Still, Tony stuck with his GED classes. He started reading more, asking me to send him a dictionary and a book by Will Durant called The Pleasures of Philosophy. He learned to play chess. Approaching 30, Tony was growing interested in a world beyond his cellblock and his disappointments with his family. He was also sounding like someone gaining some perspective on life. Locked inside a cell, sometimes for weeks at a time, he was having insights that reminded me of the late-night debates my friends and I had in college. He realized, for instance, that even when he was on the streets, he wasn’t really free; he was imprisoned by the low expectations of his family and culture. “My mission in life is to get out of prison,” he wrote to me shortly after his 30th birthday. “I will say this over and over again. This place is not for me.”

Eight

In 1999, my first marriage ended.
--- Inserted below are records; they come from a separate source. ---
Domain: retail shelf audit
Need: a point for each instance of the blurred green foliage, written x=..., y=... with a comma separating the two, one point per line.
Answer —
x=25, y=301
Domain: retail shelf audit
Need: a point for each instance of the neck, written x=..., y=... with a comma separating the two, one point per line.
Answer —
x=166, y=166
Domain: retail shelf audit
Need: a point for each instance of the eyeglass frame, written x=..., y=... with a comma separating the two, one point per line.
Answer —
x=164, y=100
It was the child we couldn’t have, it was money, it was the festering resentments born of our two-career household, it was who knows what. Moving out began a nomadic period in my life. The Internet magazine where I was working went out of business in 2001, and after bouncing around the country for a few months I ended up back on the East Coast. Then it was off to Silicon Valley, followed by New Orleans after Hurricane Katrina, and finally, in 2006, New York again. It would have been easy to lose touch with Tony while I was pinballing around the country, and at one point I went several months before letting him know where I’d landed. But I missed hearing his voice, I missed our talks. I kept updating him on my new coordinates, and he kept calling.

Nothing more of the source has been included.